Returns the scalar potential difference between two points in a certain frame, wrt a given field.

If a scalar field is provided, its values at the two points are considered. If a conservative vector field is provided, the values of its scalar potential function at the two points are used.

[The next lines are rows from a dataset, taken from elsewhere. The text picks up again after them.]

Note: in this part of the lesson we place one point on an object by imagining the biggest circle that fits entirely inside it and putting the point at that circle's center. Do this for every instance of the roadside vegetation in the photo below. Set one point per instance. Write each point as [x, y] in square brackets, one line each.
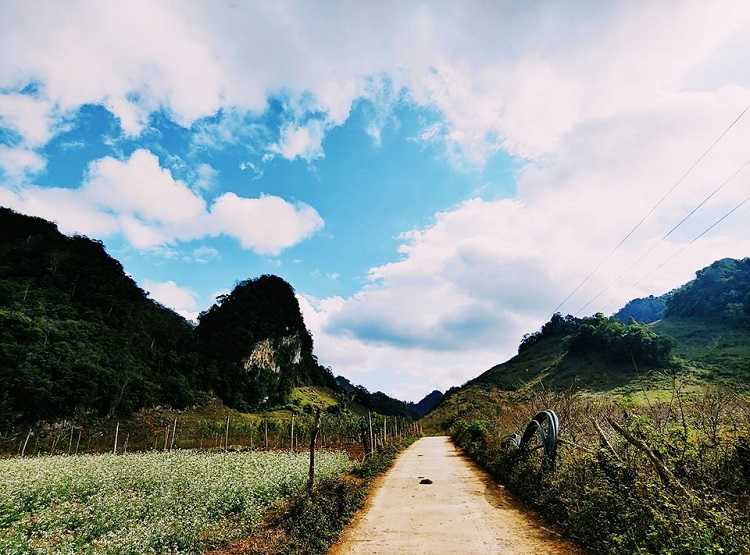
[309, 525]
[669, 475]
[176, 502]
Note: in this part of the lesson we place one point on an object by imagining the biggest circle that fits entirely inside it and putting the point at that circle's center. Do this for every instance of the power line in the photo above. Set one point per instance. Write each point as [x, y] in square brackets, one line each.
[696, 238]
[637, 226]
[674, 228]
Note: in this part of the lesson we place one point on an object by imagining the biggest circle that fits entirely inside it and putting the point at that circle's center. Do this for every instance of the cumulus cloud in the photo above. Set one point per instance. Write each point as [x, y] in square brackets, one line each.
[484, 272]
[267, 224]
[517, 78]
[182, 300]
[141, 200]
[607, 103]
[18, 162]
[300, 141]
[204, 254]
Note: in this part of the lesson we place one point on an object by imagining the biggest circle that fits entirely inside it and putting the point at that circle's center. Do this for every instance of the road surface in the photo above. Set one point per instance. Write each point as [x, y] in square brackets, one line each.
[461, 512]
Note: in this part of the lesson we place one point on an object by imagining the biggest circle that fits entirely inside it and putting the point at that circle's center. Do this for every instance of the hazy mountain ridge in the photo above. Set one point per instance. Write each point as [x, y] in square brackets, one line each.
[78, 336]
[703, 332]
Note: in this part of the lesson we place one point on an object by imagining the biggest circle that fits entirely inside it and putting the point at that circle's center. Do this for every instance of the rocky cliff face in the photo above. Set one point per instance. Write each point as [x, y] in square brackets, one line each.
[255, 341]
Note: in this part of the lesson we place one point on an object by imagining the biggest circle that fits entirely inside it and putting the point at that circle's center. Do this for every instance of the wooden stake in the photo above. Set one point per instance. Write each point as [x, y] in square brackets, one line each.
[25, 443]
[226, 435]
[117, 432]
[292, 441]
[372, 438]
[174, 434]
[313, 437]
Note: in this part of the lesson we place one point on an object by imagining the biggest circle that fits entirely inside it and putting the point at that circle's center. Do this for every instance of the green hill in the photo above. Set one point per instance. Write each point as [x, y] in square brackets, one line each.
[703, 337]
[77, 334]
[80, 339]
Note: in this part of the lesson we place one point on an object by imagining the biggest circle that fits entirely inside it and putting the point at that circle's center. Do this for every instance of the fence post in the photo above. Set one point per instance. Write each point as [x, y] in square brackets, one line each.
[117, 432]
[174, 434]
[226, 435]
[313, 437]
[292, 438]
[372, 439]
[25, 443]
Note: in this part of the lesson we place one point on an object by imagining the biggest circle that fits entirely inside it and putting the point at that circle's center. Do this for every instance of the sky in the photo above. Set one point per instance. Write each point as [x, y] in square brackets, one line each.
[432, 178]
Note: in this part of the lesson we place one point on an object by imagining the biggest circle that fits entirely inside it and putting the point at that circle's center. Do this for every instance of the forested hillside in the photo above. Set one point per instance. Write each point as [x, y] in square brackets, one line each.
[79, 337]
[702, 332]
[77, 334]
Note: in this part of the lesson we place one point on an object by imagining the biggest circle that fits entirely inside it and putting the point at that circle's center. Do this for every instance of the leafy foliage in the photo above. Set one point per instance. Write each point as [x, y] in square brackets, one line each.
[77, 334]
[79, 337]
[612, 500]
[558, 326]
[255, 345]
[377, 402]
[621, 342]
[178, 502]
[645, 311]
[721, 290]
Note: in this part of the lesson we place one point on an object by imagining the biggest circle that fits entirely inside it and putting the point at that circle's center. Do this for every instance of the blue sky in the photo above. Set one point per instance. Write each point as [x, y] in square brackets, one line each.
[368, 191]
[431, 178]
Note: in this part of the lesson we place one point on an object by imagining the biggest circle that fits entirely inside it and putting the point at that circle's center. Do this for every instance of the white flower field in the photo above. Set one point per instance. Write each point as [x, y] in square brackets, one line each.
[174, 502]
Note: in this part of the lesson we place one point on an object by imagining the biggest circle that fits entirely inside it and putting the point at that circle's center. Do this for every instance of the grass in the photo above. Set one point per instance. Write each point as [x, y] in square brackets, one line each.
[610, 497]
[719, 351]
[306, 525]
[177, 502]
[310, 397]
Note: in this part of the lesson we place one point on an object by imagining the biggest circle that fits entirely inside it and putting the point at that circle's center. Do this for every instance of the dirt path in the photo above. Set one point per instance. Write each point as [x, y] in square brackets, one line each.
[461, 512]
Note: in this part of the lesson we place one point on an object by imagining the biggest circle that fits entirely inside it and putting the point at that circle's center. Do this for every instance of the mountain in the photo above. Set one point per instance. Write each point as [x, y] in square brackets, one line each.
[377, 402]
[703, 333]
[78, 337]
[427, 403]
[254, 344]
[645, 310]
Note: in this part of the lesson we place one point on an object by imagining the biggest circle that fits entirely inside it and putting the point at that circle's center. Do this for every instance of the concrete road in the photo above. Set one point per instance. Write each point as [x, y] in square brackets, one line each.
[461, 512]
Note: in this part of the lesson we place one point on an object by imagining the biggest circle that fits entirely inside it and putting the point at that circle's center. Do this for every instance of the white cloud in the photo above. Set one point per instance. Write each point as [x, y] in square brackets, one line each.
[182, 300]
[142, 200]
[29, 116]
[608, 103]
[468, 286]
[517, 78]
[300, 141]
[205, 177]
[18, 162]
[267, 224]
[204, 254]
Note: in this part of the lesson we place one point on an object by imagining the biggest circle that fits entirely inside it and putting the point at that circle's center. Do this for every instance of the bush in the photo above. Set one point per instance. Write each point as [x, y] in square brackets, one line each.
[620, 342]
[616, 503]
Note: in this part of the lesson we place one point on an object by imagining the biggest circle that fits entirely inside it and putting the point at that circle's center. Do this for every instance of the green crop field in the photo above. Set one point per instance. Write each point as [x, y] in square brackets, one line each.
[176, 502]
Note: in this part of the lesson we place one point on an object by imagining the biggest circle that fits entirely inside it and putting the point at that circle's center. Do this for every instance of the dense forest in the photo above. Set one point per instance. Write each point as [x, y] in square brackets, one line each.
[604, 336]
[645, 310]
[721, 291]
[77, 334]
[79, 337]
[378, 401]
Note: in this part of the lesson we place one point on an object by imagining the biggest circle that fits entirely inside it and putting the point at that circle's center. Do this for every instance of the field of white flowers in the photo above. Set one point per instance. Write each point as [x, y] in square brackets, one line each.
[174, 502]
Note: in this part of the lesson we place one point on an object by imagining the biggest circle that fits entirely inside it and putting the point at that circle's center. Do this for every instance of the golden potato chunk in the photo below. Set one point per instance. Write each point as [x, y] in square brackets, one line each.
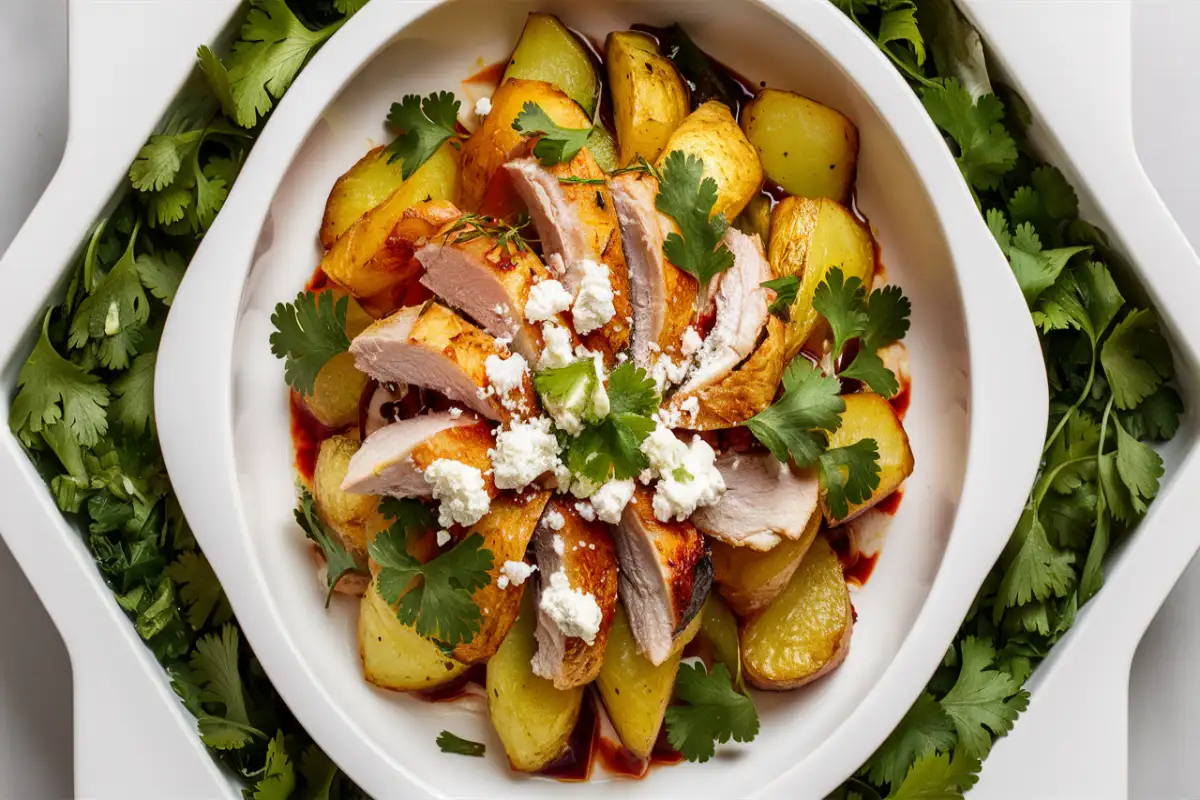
[805, 632]
[649, 100]
[807, 148]
[870, 416]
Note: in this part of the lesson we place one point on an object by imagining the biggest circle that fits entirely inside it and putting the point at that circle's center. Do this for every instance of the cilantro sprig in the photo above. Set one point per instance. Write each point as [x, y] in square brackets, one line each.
[688, 197]
[425, 125]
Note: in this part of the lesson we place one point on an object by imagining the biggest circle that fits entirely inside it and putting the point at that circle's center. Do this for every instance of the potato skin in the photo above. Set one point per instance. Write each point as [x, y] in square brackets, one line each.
[649, 100]
[805, 632]
[712, 134]
[396, 656]
[533, 719]
[496, 143]
[870, 416]
[807, 148]
[750, 579]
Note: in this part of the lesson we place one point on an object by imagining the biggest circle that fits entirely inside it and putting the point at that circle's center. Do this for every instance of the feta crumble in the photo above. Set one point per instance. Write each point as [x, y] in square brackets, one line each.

Returns (potential at position 2) - (potential at position 1)

Parameters:

field : Vector/sympyfiable

The field to calculate wrt

frame : ReferenceFrame

The frame to do the calculations in

point1 : Point

The initial Point in given frame

position2 : Point

The second Point in the given frame

origin : Point

The Point to use as reference point for position vector calculation

Examples

>>> from sympy.physics.vector import ReferenceFrame, Point
>>> from sympy.physics.vector import scalar_potential_difference
>>> R = ReferenceFrame('R')
>>> O = Point('O')
>>> P = O.locatenew('P', R[0]*R.x + R[1]*R.y + R[2]*R.z)
>>> vectfield = 4*R[0]*R[1]*R.x + 2*R[0]**2*R.y
>>> scalar_potential_difference(vectfield, R, O, P, O)
2*R_x**2*R_y
>>> Q = O.locatenew('O', 3*R.x + R.y + 2*R.z)
>>> scalar_potential_difference(vectfield, R, P, Q, O)
-2*R_x**2*R_y + 18

Checking the type of vector field#

sympy.physics.vector.fieldfunctions.is_conservative(field)[source]#

Checks if a field is conservative.

Parameters:

field : Vector

The field to check for conservative property

Examples

>>> from sympy.physics.vector import ReferenceFrame
>>> from sympy.physics.vector import is_conservative
>>> R = ReferenceFrame('R')
>>> is_conservative(R[1]*R[2]*R.x + R[0]*R[2]*R.y + R[0]*R[1]*R.z)
True
>>> is_conservative(R[2] * R.y)
False
sympy.physics.vector.fieldfunctions.is_solenoidal(field)[source]#

Checks if a field is solenoidal.

Parameters:

field : Vector

The field to check for solenoidal property

Examples

>>> from sympy.physics.vector import ReferenceFrame
>>> from sympy.physics.vector import is_solenoidal
>>> R = ReferenceFrame('R')
>>> is_solenoidal(R[1]*R[2]*R.x + R[0]*R[2]*R.y + R[0]*R[1]*R.z)
True
>>> is_solenoidal(R[1] * R.y)
False